The research base on open classrooms is sparse. One meta-analysis found only twenty-one studies on it, and the results are mixed. Judging from what we know about other education research—the efficacy of explicit instruction, the need for worked examples and regular low-stakes quizzing, the importance of quiet and well-ordered learning environments, and the continual failure of discovery education every time it crops up—I highly doubt that further research would vindicate the model. In fact, those distinct strategies would flourish best in traditional classrooms.
Nonetheless, the false ideal of open classrooms reemerges every few years and fades away again as teachers build makeshift walls using whiteboards and shelves.

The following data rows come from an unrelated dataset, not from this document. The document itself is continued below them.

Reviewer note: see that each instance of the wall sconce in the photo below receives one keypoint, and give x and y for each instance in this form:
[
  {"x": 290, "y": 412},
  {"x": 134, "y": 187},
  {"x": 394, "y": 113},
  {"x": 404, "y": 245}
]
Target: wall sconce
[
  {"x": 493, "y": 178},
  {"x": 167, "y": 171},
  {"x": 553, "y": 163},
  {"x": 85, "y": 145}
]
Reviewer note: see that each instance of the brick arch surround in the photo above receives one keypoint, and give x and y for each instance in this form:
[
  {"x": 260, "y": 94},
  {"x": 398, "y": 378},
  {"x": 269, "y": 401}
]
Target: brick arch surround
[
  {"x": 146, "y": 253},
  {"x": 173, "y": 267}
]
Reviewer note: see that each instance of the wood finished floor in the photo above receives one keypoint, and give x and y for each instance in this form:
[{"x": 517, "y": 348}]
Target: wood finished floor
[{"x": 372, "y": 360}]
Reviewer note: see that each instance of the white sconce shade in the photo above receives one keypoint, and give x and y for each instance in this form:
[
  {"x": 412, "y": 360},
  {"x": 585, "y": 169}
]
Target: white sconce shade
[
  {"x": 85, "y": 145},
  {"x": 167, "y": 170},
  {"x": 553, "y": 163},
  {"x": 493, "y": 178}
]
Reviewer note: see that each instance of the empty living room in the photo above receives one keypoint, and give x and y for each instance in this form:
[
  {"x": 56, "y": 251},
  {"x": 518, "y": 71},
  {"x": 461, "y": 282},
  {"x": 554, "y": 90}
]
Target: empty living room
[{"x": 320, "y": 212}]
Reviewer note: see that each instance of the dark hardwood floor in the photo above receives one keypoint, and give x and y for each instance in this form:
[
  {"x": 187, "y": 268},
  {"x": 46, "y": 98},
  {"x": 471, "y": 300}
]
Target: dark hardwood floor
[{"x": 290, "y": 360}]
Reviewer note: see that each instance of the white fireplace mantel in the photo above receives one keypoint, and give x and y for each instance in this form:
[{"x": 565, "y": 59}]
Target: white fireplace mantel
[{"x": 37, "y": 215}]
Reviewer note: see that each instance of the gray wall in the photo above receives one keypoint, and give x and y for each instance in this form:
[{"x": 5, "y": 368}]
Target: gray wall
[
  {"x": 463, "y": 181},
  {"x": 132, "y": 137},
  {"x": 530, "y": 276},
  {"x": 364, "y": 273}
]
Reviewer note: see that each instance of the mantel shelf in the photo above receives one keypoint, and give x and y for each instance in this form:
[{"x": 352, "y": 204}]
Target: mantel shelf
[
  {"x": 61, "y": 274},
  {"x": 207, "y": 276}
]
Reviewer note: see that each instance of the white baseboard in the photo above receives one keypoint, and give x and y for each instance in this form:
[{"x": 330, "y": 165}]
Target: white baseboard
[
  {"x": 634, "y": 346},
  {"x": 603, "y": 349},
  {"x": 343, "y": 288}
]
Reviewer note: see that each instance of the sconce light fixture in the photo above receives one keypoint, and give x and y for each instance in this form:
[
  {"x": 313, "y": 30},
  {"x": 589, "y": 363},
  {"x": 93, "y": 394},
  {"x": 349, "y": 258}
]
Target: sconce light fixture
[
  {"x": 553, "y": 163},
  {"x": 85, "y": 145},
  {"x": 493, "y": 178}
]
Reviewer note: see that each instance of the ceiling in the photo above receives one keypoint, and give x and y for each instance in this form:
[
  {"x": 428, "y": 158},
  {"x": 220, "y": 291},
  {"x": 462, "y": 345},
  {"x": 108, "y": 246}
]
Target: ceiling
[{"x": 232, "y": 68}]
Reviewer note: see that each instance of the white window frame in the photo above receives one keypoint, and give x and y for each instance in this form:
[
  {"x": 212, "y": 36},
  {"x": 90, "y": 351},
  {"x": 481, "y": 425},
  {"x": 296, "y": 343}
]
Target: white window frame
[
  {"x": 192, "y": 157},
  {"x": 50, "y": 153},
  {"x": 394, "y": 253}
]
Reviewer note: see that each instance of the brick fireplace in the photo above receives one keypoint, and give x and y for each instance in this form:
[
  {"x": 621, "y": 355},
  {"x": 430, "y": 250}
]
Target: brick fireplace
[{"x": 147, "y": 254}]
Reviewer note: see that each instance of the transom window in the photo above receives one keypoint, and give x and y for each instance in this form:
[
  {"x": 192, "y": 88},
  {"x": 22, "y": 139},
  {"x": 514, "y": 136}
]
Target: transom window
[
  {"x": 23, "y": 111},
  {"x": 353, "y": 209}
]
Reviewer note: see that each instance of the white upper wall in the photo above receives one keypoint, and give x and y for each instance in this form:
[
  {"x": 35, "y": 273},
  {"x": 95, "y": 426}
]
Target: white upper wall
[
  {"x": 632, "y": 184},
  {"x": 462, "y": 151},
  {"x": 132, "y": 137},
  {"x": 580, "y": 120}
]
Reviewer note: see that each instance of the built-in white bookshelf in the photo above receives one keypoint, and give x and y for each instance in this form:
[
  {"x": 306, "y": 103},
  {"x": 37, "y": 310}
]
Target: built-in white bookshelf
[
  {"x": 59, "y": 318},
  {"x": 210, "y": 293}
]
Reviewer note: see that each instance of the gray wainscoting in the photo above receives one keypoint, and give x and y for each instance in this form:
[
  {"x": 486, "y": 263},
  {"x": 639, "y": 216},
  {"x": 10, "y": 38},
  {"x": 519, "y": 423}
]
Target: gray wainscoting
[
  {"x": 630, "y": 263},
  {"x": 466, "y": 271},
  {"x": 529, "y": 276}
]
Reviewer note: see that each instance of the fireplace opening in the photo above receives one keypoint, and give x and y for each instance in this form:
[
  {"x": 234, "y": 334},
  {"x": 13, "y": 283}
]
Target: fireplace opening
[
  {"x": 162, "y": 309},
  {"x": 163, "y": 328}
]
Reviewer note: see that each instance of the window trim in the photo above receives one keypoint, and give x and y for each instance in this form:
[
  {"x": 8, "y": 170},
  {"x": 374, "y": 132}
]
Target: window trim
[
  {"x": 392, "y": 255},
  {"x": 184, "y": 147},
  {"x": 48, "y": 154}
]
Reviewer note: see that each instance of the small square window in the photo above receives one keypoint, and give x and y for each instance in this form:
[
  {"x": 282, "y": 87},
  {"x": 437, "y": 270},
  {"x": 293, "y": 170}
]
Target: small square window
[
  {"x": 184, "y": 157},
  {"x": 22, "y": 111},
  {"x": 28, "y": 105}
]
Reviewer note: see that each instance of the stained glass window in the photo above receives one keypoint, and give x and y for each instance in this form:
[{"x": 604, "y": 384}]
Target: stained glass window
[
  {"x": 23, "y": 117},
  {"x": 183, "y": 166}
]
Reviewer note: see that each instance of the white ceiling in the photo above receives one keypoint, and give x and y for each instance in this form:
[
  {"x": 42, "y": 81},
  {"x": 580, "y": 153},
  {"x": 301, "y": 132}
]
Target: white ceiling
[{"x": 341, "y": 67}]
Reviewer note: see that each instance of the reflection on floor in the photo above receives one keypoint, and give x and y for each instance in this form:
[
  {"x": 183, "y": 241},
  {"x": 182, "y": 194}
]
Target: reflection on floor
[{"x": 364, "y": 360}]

As one last comparison, consider the society-wide experiment we ran with online school during the pandemic. It was an unmitigated catastrophe. Students benefit from personal encounters with their teachers and peers; they flourish in the boundaries and structure of school; many rely on the bare necessities that these institutions provide. For a year and a half, we tore down Chesterton’s fence and discovered that traditional schools and classrooms with teachers in them offer kids a lot of the things they need.
Perhaps the most common criticism of the classroom denigrates it as a “factory model.” Its aisles, bell schedules, routines, hallways, and batches of children arose during the industrial revolution as a means to train good workers. So some think. But Shakespeare in his grammar school and Loyola’s Jesuits would contest that point of historical fact.
Still, assume for a moment that it was accurate. So what? We use factories because they are efficient tools to produce a high volume of product consistently—in this case, basic literacy, numeracy, and historical and scientific knowledge. Castigating schools as learning factories is not the insult that some people think it is.
Ultimately, I think the best way to understand the classroom frames it as an updated tradition. What is more basic to human society than an adult teaching a group of children about something important? The classroom might more relate to a family dinner; old doesn’t mean bad, and if we try to innovate past it, we may only discover that we’ve lost something essential.